Rep. Pramila Jayapal (D-Wash.) was among five House Democrats who had sponsored stock trading ban bills and were pressing party leaders to vote on the issue in September — an effort to regain some trust from voters who have lost faith in Congress, particularly with the midterm elections approaching.
Jayapal said there’s been “a lot of disappointment” that the proposal — crafted by the House Administration Committee at the request of Speaker Nancy Pelosi (D-Calif.) — was written behind closed doors and arrived just days before the House was to leave Washington last week for the long midterm recess. Some supporters of the ban have suggested the process was designed to ensure that no vote could happen in September.
“We weren’t really brought into the process. We didn’t really know what was happening with the bill. And at the end of the day, … there were things that perhaps we could have headed off at the pass, or fixed,” Jayapal said on a press call.
“The way in which it was released, and the timing of it, and the fact that it never even got to come to a vote, and the fact that some members — even of leadership — were not supportive of it, was very difficult for us,” she added.
The notion of barring congressional lawmakers from owning or trading stocks has, in the past, been wildly unpopular on Capitol Hill. But the idea gained momentum in this Congress following a series of reports revealing that scores of lawmakers have violated existing laws designed to eliminate conflicts of interest between legislators and the investments they make.

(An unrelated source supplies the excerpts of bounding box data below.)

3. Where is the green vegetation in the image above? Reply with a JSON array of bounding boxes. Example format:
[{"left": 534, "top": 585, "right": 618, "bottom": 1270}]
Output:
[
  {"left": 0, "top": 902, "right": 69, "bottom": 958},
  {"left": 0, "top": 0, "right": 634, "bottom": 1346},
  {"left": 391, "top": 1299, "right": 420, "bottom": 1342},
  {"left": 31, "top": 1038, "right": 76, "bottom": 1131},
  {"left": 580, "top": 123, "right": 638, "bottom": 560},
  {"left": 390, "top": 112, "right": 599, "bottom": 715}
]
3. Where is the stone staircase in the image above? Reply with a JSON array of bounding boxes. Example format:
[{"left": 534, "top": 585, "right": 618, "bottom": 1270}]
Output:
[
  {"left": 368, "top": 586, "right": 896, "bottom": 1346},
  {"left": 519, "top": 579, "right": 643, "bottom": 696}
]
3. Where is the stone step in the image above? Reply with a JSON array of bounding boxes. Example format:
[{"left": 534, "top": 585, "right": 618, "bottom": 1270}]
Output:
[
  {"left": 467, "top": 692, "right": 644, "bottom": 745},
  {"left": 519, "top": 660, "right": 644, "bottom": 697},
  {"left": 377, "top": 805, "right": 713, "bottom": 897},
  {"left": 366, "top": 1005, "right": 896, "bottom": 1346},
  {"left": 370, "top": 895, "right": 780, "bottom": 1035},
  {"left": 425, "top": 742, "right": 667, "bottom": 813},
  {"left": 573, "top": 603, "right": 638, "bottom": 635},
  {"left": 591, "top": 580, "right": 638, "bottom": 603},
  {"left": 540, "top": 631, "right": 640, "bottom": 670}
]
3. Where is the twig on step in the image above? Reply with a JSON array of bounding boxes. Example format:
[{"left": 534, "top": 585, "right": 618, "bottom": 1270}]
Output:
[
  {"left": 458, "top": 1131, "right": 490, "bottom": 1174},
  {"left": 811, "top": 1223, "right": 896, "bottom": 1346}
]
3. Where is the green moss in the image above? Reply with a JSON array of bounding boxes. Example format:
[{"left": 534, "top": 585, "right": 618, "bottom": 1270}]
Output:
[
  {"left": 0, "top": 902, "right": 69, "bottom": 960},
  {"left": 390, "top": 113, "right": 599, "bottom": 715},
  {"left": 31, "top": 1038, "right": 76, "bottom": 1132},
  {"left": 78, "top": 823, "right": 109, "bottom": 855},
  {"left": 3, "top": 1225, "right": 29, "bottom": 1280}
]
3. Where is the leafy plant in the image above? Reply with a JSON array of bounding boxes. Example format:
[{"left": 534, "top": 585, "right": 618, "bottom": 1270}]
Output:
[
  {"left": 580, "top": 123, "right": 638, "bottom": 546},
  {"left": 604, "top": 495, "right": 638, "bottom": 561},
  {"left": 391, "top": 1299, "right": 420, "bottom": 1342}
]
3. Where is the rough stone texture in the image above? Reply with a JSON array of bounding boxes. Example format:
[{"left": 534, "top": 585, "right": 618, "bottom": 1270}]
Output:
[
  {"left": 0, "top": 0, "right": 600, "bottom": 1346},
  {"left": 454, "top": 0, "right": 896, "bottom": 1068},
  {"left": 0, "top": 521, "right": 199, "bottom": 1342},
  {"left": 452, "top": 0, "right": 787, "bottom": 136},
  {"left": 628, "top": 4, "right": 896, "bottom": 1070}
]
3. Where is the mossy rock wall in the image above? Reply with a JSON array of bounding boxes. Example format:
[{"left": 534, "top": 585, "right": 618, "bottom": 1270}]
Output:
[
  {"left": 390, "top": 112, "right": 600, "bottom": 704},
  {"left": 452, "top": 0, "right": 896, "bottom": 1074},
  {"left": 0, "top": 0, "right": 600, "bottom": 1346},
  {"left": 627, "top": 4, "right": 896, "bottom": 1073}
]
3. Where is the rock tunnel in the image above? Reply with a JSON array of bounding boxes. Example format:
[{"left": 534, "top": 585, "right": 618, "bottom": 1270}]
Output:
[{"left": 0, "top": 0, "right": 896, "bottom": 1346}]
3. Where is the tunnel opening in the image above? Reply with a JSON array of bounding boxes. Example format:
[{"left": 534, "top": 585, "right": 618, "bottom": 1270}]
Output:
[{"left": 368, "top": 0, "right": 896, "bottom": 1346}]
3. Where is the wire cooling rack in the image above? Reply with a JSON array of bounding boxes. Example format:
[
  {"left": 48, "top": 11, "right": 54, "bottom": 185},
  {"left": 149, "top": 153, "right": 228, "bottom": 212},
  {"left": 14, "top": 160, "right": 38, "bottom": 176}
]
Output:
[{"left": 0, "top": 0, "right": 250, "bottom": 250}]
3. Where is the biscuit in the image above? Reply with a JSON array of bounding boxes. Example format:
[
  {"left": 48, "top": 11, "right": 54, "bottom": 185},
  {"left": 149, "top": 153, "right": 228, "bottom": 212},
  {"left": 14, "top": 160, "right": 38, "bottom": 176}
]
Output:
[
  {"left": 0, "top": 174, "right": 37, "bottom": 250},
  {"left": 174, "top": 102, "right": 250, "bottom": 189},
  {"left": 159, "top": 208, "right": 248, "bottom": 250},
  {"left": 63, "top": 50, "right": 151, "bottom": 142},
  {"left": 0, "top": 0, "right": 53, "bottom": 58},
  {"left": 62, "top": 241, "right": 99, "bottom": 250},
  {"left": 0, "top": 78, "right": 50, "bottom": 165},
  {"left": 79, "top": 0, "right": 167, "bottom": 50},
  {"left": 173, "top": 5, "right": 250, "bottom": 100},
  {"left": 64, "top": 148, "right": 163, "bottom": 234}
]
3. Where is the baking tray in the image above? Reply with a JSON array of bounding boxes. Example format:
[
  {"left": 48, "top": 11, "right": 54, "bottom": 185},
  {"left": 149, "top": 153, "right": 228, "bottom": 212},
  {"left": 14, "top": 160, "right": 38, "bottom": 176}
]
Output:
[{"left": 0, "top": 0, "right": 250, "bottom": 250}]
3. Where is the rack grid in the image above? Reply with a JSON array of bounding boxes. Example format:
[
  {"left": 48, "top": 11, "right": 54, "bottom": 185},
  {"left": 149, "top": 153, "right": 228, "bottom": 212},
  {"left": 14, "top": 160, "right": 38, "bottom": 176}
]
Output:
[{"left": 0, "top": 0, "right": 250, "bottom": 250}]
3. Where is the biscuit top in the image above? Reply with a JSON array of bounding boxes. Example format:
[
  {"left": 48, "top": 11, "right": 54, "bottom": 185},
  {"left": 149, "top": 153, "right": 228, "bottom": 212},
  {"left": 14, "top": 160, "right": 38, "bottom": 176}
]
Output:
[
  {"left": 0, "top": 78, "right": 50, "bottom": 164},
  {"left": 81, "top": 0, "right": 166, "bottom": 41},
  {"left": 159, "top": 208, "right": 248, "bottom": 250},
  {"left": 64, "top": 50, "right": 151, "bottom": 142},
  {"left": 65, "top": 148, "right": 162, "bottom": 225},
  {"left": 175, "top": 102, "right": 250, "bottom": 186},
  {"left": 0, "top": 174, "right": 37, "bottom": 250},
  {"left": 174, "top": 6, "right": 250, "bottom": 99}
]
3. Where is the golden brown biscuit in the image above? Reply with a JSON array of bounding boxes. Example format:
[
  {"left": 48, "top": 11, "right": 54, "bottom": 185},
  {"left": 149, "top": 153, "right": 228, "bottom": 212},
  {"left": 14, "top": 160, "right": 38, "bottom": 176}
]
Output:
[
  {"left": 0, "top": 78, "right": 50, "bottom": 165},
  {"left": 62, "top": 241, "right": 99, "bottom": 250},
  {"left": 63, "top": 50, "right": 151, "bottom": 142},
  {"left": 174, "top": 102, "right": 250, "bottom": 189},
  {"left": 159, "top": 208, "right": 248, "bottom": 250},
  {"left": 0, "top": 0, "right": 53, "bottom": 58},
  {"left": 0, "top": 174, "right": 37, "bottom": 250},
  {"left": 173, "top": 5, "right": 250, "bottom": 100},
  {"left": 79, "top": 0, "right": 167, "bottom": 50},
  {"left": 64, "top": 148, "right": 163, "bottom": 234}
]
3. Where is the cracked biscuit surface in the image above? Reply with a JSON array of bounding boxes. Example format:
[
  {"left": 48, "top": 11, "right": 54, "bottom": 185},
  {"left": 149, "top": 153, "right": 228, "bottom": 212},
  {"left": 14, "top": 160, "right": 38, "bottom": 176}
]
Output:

Pelosi was initially opposed to the stock ban, but altered course early this year, directing Rep. Zoe Lofgren (D-Calif.), head of the Administration Committee, to draft a proposal based on “where the support is in our caucus.” In the middle of September, Pelosi indicated that the talks were bearing fruit “and we believe we have a product that we can bring to the floor this month.”
Lofgren officially delivered the proposal last week, just days before the House would leave for the long recess. With little time, and some Democrats opposed to the sweeping nature of Lofgren’s bill, House lawmakers headed home without a vote.
Rep. Abigail Spanberger (D-Va.), whose stock-ban proposal had bipartisan support, wasted no time airing her frustrations, issuing a withering statement that accused Pelosi and her team of “a failure of House leadership.”
“Rather than bring Members of Congress together who are passionate about this issue, leadership chose to ignore these voices, push them aside, and look for new ways they could string the media and the public along — and evade public criticism,” Spanberger said Friday.
Pelosi dismissed the criticism the same day, saying Lofgren’s bill incorporated provisions of several different proposals — and made it “stronger” in the process.
“Other members had ideas, too, to improve upon the bill,” Pelosi said.
“This is an interesting press release,” she added in a shot at Spanberger, “but it’s more important to write a bill.”
Jayapal on Monday stopped short of accusing Democratic leaders of devising the legislative rollout to preclude the possibility of a pre-midterm vote. But the results, she said, speak for themselves.
“I won’t speak to people’s intentions here,” Jayapal said. “But I will speak to the fact that this should have been a no-brainer in terms of being able to craft it in a way that kept our Republican support — that some of us had already managed to get on our bills — and gotten enough Democratic support to pass the House.”